25. In U. S. A. in Harry Warcester Smith et al v. New England Aircraft Co. Inc. et al, (S. C. of Mass.) (Mass. 1930) 170 N. E. 385, the Court enunciated as a rule of law that the private ownership of the air space is assumed to be limited to what is necessary for the present use of the property. It would thus be a clear case of trespass to invade the air space e. g. by flying over it at a level within the height of ordinary buildings.
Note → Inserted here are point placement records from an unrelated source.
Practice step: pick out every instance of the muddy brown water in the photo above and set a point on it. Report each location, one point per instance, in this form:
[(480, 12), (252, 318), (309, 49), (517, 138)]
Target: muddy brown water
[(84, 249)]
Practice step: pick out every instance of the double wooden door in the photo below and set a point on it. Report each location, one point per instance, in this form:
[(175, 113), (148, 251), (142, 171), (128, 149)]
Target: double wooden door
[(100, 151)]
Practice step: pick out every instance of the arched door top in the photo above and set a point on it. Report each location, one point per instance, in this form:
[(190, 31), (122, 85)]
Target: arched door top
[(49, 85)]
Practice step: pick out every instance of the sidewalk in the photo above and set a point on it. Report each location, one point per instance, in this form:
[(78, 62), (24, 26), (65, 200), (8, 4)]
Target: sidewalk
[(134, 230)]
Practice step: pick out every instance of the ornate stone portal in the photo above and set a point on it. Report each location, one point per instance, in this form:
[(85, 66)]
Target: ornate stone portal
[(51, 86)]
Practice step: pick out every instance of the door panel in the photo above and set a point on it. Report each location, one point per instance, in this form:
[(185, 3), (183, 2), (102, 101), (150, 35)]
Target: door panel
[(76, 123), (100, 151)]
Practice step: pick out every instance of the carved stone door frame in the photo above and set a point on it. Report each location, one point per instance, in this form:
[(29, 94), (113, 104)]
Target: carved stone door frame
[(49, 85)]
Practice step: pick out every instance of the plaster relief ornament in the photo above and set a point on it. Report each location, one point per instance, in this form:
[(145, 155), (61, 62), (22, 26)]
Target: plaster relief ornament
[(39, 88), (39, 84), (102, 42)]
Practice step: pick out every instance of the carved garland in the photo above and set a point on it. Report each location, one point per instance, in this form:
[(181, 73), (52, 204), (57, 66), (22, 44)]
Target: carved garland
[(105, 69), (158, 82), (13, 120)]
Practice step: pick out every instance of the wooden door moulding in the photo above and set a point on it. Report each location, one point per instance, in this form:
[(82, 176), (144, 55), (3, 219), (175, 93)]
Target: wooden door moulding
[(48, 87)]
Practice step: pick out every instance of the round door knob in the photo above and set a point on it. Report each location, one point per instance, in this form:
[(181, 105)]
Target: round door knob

26. In the case of Maharaja of Jaipur v. Arjun Lal, (1937) ALL. L. Jour 1126, Sir George Rankin, delivering the judgment of the Board at p. 1128, affirmed as true the observations of Collins, M. R. in Finchley Electric Light Company v. Finchley Urban Council, (1903) 1 ch. 437 at. p. 440 :

'It has been decided by a long series of cases that the word 'vest' means that the local authority do actually become the owners of the street to this extent: they become the owners of so much of the air above and of the soil below as is necessary to the ordinary user of the street as a street and of no more.'

27. It is thus clear that the ownership of the surface of the soil does not necessarily carry with it either the possession or ownership of the column of the air space ad infinitum. The upward limit of the general rule embodied in the maxim quoted above must, therefore, be understood to be rigorously limited at the present day.

28. In the present case, however, no dispute has arisen with reference to the projection in question being something either sufficiently above the surface of the street or to be beyond the range of its ordinary user as a street.

29. Our answer to the question referred to the Full Bench is that Section 293, Municipalities Act, authorises a Municipal Board to charge a fee in respect of projections over municipal property which existed prior to the enactment of the bye-laws imposing such a fee if the person who has made the projections has not acquired any title to the property over which the projection hangs and he desires the Municipal Board to allow the projections to continue after the promulgation of the bye-laws imposing the fee.